The only way to speak of a cliché is with a cliché. So even the best writers against clichés are awkwardly placed. When Eric Partridge amassed his Dictionary of Cliches in 1940 (1978 saw its fifth edition), his introduction had no choice but to use the usual clichés for clichés. Yet what, as a metaphor, could be more hackneyed than hackneyed, more outworn than outworn, more tattered than tattered? Is there any point left to—or in or on—saying of a cliché that its ‘original point has been blunted’? Hasn’t this too become blunted?
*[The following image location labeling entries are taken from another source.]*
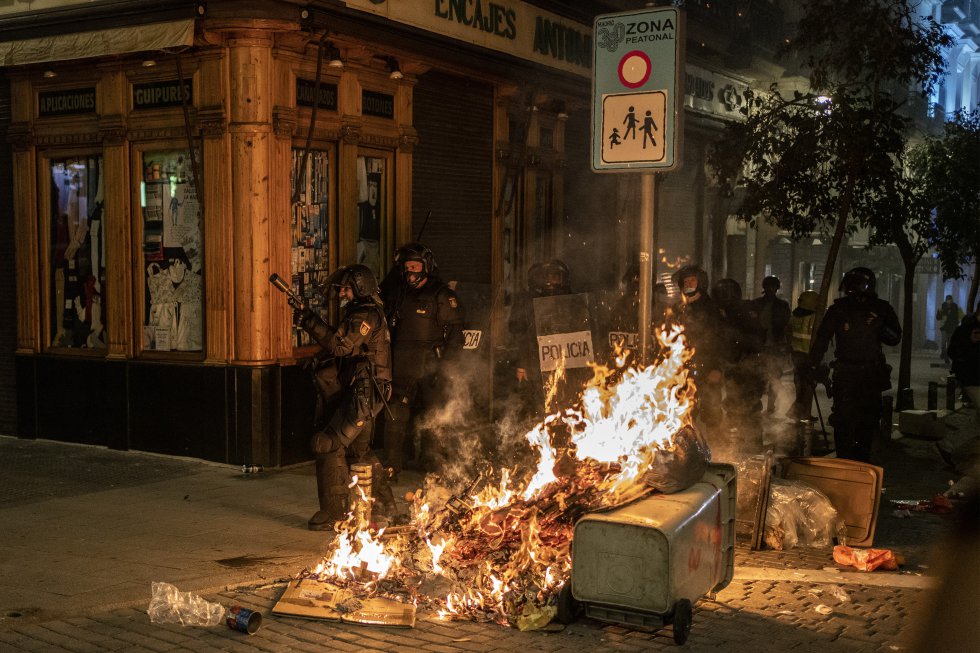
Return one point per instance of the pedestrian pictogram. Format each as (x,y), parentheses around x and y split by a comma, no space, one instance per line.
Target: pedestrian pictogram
(635,114)
(633,124)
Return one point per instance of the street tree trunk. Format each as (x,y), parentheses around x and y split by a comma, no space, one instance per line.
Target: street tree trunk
(843,213)
(910,261)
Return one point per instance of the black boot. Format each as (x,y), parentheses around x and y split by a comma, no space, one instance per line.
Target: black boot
(331,490)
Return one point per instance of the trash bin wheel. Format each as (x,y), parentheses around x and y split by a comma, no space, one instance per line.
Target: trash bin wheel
(568,607)
(682,621)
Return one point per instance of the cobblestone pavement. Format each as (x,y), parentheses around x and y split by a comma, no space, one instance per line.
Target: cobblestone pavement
(795,600)
(749,615)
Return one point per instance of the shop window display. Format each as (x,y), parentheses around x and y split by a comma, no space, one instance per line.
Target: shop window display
(172,254)
(77,254)
(310,228)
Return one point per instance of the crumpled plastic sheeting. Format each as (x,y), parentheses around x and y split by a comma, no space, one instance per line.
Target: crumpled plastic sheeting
(799,515)
(535,618)
(680,465)
(171,606)
(865,559)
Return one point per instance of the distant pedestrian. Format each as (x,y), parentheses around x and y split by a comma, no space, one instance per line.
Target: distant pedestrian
(800,334)
(774,314)
(964,352)
(948,317)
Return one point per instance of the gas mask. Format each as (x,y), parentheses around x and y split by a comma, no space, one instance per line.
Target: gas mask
(413,278)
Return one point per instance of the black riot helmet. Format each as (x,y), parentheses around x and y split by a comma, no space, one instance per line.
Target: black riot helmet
(553,278)
(858,282)
(415,252)
(359,278)
(687,272)
(726,291)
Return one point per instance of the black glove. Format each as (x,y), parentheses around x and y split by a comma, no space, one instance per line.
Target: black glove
(324,443)
(304,318)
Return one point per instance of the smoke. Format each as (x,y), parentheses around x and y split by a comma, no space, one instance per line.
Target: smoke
(456,430)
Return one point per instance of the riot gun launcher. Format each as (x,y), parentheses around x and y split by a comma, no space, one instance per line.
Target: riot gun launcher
(295,301)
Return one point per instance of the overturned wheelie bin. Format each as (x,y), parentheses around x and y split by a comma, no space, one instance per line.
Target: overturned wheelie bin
(647,563)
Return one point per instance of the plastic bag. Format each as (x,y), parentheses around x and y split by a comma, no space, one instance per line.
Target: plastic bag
(170,606)
(799,515)
(681,465)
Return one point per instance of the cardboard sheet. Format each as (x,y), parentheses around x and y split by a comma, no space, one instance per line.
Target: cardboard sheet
(315,599)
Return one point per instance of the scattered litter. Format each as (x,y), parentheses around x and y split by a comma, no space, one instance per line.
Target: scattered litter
(799,515)
(171,606)
(865,559)
(839,594)
(939,504)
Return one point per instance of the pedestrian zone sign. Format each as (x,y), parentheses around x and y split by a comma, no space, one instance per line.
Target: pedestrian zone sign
(635,113)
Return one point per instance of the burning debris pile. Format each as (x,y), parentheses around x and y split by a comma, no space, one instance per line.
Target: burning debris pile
(499,549)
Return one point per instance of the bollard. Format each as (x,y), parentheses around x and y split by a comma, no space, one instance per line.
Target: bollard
(905,400)
(951,393)
(887,410)
(360,496)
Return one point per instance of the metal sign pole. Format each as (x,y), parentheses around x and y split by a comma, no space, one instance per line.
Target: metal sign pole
(647,204)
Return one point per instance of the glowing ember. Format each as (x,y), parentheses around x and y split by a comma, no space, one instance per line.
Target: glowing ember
(501,549)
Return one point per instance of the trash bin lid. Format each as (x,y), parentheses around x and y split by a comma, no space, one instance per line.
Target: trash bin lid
(854,489)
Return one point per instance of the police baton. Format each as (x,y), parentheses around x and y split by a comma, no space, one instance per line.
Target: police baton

A cliché is ‘a phrase “on tap” as it were’—but, as it is, is Patridge’s ‘as it were’ anything more than a cool pretence that when, for his purposes, he uses the cliché on tap it’s oh so different from the usual bad habit of having those two words on tap? His indictment of ‘fly-blown phrases’ has no buzz of insect wings, no weight of carrion.
Even George Orwell (whom William Empson, with an audacious compacting of clichés, called the eagle eye with the flat feet)—even Orwell had to use the cliché-cliches (hackneyed, outworn), and could say, ‘There is a long list of fly-blown metaphors which could similarly be got rid of if enough people would interest themselves in the job,’ without apparently being interested himself in whether fly-blown wasn’t itself one of those very metaphors which could be got rid of. That was in 1946, in his famous piece ‘Politics and the English language.’